Cycling is an activity I’d stumbled into because a couple friends were talking about it regularly and it seemed like an excellent way to get outside. When I first started I was living in Royal Oak and on my own didn’t feel comfortable building/executing routes that were safe. I’d pack up my bike and drive to the nearest Metropark to unload and ride for a while. Sometimes the drive to the park would take a greater amount of time than the duration I spent biking. It wasn’t until moving to Grand Rapids and meeting some others that I realized the joy of moving around via bicycle in groups or alone.

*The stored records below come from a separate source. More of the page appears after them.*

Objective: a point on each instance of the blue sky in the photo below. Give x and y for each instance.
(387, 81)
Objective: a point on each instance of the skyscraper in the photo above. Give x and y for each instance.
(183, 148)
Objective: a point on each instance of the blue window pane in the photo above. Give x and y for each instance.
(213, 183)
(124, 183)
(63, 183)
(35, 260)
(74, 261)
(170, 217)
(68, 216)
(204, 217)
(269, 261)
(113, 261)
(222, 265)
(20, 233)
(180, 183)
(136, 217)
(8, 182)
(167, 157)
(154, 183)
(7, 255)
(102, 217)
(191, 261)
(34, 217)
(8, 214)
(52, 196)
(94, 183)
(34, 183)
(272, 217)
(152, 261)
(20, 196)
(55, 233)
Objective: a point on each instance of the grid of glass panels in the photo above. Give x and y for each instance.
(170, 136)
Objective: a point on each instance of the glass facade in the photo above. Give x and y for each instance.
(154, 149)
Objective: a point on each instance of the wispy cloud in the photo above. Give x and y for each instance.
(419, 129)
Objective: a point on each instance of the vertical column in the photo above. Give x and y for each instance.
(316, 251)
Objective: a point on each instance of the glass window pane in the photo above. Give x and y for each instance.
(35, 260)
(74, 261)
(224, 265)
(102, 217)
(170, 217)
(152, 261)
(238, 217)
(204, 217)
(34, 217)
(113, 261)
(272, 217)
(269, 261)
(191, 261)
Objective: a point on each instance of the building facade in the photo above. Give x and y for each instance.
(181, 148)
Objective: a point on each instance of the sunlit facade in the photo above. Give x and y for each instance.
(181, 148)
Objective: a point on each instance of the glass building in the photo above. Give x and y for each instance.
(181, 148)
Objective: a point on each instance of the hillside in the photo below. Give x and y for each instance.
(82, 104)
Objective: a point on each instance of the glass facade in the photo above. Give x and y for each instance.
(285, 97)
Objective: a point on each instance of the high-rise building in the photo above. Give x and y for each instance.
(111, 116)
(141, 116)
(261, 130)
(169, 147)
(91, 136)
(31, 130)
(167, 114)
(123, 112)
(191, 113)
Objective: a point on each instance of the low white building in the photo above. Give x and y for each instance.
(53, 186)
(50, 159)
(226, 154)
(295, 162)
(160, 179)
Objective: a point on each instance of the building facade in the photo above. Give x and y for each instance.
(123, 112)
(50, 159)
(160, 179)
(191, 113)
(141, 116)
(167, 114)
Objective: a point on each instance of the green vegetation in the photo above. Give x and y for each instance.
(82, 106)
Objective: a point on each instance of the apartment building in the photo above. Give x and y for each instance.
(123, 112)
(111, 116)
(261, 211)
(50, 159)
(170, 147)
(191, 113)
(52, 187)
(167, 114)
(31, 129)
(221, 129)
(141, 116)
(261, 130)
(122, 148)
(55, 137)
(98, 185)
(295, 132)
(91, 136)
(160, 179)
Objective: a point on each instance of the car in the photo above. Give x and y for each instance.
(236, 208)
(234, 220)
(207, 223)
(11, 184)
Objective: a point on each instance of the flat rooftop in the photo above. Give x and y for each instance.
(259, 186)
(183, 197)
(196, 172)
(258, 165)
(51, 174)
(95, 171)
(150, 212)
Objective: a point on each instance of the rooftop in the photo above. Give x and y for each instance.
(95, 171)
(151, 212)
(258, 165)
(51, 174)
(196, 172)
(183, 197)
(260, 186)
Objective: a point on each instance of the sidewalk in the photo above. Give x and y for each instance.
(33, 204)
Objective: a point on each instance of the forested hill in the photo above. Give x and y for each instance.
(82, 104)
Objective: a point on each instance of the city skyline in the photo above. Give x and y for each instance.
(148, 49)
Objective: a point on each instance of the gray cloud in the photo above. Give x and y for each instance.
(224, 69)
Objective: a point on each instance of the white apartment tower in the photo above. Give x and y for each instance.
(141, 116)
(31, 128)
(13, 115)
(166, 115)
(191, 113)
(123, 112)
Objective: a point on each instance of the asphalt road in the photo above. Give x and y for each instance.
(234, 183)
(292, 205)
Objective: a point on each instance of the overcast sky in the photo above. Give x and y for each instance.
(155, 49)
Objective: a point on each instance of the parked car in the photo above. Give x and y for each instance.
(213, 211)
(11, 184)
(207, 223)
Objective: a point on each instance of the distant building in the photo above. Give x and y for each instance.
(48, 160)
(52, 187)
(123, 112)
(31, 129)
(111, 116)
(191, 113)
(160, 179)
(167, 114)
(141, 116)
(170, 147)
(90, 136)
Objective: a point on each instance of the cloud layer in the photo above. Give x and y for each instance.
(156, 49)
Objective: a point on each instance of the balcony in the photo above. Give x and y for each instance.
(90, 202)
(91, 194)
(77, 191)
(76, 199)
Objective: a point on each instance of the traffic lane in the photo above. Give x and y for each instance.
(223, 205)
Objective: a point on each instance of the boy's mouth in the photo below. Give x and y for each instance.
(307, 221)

  • Write on “The Great Nearby”
  • Write on automotive centric city designs

Resources #

Tools #

  • OpenStreetMap: often times has seasonal roads that can be factored into routes when other route planning systems won’t consider them.
  • Strava: provides a way to plan and record trips, makes the process social, and has “challenges” that roughly line up to sporting events occurring globally.
  • ridewithgps
  • Gaia

Bike(s) #

The best bike is a bike you can safely operate that gateways you into the activity

It’s likely that if you’re getting into biking as an adult you may have a significant gap in time since the last time you were riding. For my first bike since childhood I’d wanted to get something in the gravel domain to provide for maximum flexibility of exploring the hobby. Some friends lent me a conventional mountain bike for a couple long rides and from that experience some requirements were elicited:

  • Local brick and mortar support: so there is someone to talk to about maintenance
  • “Research” manufacture: an organization doing materials or mechanical research in bike manufacturing
  • 1x drivetrain: simplifying the controls by reducing the front derailleur
  • hydraulic disc brakes: didn’t want to experience cable stretch or non-equal brake pad alignment
  • in frame routing: non-exposed cable paths
  • standard handlebar: initially afraid of using drop

From this I’d selected a Trek Dual Sport 4. After 1k miles and seeing a lot of other bikes my opinions have changed quite a bit to prioritizing:

  • self maintainability: making materials and component choices to allow for maximum maintainability in the home
  • avoiding suspension: no need when {tires, frame, seatpost, headset, stem} can handle damping for the rider
  • mountpoints everywhere: attaching packs and lights, you want options
  • belts and internal drivetrain: hub systems like Alfine or speedhub, or pinion have significantly less maintainability and in some cases offer a wide shift range for a small efficiency impact.
  • dynamo lighting: generating power from the front wheel so that charing lights isn’t required.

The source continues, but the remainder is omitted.